Governments of various countries will interfere with the market for various reasons -prevent unemployment, stimulate investment in specific industries, or refuse geopolitical competitors.

A study based on the International Monetary Fund Organization showed that in the 2,500 intervention measures introduced last year, the most proportion of domestic industries accounted for, followed by climate change or strengthening the supply chain, taking national security as the motivation as the motivation as the motivation as the motivation as the motivation as the motivation.The proportion of measures is the least.

Data also shows that when one country implements subsidies, within one year, the possibility of similar subsidies to the same product in the same product is about 75%.

As people further worry that Europe cannot compete with the United States and China, the European Union seems to be determined to cooperate more in economic intervention measures, although the member states do not necessarily take an agreement on which intervention measures.

France has proposed the most radical measures, which includes the use of half of public expenditures in industrial policies to purchase products and services made in Europe, while Germany has more doubts about "buying European goods".

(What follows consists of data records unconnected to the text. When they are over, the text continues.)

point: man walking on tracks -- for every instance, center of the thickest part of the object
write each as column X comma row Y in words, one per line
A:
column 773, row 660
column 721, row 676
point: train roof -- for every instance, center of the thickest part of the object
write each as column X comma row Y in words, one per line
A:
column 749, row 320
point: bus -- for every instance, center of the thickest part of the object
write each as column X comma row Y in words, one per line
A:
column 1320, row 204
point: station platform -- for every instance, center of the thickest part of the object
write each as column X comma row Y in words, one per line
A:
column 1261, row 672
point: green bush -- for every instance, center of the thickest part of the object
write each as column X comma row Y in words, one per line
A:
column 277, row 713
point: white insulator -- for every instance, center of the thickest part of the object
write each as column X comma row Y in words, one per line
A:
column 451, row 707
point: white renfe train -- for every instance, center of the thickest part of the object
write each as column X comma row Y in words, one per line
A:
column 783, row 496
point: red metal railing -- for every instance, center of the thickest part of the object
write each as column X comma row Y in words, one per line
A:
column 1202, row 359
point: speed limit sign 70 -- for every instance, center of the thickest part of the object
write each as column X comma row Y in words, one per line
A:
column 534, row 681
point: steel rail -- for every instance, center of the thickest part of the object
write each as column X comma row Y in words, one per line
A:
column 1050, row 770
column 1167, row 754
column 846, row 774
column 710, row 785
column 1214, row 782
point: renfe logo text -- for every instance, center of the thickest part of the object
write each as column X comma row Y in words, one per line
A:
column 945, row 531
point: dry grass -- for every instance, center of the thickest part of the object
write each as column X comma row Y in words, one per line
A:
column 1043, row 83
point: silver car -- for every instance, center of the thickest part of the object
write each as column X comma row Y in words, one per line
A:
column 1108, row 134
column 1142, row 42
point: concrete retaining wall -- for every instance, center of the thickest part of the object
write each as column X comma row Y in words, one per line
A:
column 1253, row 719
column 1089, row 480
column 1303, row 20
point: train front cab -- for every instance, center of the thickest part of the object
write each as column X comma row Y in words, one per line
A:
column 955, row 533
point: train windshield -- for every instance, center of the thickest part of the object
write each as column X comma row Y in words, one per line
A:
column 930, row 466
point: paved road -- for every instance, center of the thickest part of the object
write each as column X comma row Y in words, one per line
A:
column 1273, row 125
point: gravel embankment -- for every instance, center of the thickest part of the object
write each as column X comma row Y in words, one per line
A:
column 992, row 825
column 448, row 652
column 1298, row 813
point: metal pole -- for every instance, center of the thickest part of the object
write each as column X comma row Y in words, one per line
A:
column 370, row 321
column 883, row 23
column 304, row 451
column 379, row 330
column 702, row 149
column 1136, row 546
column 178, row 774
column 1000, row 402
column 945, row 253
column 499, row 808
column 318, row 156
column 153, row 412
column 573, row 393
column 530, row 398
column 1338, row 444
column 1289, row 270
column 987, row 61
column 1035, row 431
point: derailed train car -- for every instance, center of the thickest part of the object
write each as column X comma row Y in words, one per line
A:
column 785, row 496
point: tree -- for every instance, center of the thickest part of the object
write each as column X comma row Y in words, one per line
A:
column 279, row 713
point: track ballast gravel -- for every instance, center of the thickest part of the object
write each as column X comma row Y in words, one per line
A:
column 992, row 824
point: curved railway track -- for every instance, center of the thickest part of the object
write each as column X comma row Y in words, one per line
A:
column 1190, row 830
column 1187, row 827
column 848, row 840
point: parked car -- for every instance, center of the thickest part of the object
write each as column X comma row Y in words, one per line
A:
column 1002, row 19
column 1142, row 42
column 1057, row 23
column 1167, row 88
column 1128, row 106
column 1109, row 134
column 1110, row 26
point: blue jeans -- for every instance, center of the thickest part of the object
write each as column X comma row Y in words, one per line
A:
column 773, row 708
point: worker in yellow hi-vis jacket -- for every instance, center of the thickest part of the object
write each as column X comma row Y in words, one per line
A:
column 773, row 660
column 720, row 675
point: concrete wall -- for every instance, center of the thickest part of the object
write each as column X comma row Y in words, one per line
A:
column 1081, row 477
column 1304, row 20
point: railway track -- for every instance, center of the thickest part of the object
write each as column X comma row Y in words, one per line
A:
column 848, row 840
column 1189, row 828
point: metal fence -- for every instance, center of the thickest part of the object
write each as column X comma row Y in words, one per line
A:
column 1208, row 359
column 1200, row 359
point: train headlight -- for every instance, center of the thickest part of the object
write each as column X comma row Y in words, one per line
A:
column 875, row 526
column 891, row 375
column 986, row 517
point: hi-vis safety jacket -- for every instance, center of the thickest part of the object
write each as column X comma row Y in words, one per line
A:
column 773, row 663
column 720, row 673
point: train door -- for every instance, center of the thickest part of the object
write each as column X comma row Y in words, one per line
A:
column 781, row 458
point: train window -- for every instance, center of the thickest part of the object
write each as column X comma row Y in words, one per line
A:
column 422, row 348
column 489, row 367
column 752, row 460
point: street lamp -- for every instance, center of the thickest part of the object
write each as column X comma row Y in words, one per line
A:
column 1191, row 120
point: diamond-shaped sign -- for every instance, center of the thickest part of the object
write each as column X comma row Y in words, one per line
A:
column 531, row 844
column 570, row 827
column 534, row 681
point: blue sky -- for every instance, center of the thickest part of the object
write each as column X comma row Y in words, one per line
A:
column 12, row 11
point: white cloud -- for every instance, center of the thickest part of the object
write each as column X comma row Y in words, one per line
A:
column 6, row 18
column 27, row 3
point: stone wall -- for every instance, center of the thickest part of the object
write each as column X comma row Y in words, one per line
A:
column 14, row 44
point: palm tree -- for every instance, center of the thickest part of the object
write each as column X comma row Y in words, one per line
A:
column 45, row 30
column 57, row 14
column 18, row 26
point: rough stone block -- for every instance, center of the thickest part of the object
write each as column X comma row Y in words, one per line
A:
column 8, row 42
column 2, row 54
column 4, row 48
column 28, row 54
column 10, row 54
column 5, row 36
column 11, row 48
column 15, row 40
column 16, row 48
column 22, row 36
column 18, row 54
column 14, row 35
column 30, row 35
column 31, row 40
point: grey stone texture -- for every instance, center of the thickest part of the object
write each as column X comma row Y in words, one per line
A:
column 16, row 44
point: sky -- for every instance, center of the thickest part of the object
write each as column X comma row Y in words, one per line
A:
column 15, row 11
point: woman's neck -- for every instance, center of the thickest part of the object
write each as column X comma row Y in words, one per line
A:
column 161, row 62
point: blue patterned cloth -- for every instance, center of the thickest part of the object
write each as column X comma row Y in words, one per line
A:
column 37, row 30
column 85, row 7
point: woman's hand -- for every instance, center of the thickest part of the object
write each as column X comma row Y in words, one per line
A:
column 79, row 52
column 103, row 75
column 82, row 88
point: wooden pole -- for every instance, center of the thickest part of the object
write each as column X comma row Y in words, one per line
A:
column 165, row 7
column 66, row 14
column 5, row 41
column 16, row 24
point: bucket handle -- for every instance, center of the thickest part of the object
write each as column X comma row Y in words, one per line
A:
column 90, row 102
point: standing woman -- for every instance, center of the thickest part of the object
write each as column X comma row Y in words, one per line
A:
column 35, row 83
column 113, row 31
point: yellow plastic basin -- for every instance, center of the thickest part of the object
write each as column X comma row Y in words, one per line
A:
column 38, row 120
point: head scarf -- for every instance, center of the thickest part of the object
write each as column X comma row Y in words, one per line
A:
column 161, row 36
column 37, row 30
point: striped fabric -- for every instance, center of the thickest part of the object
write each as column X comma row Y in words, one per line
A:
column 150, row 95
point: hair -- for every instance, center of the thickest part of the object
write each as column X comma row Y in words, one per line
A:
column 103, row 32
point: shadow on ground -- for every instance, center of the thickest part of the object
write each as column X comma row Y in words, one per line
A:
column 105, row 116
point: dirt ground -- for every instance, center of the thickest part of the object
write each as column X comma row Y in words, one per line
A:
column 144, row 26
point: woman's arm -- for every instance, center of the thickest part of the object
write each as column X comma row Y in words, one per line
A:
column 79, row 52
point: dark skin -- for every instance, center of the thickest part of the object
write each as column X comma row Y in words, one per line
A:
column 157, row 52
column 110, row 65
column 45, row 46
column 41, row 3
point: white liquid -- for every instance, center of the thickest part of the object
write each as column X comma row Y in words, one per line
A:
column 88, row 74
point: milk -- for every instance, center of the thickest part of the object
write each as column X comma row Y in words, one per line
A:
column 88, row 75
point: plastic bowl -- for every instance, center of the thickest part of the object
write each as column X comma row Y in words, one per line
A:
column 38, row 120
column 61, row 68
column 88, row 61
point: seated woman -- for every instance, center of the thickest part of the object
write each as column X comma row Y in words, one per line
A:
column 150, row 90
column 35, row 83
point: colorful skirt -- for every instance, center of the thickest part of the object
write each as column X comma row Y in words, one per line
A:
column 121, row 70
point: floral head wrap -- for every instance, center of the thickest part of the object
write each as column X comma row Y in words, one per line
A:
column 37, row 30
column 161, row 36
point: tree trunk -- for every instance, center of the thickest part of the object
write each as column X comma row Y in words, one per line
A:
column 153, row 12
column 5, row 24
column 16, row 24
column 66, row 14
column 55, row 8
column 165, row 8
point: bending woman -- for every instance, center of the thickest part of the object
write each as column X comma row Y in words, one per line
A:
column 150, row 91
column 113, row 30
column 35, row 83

But all parties support increased funds, reduce tedious supervision, and promote the establishment of a single market for investment and savings.

In February this year, the European Parliament agreed to improve Europe's green industrial capacity.In March of this year, through relevant regulations, the agency ensured the supply of basic raw materials and supported local production.The member states also proposed a joint defense industry strategy for the first time.

Before the EU leaders met a new five -year strategic plan this year, the economic ministers in France, Germany and Italy had gathered together to formulate policies to stimulate green and digital technology.

Now, the word "the word" industrial policy "is no longer taboo," said French Minister of Finance Lemel. "Europe needs to show its teeth, indicating that it is determined to defend its own industry."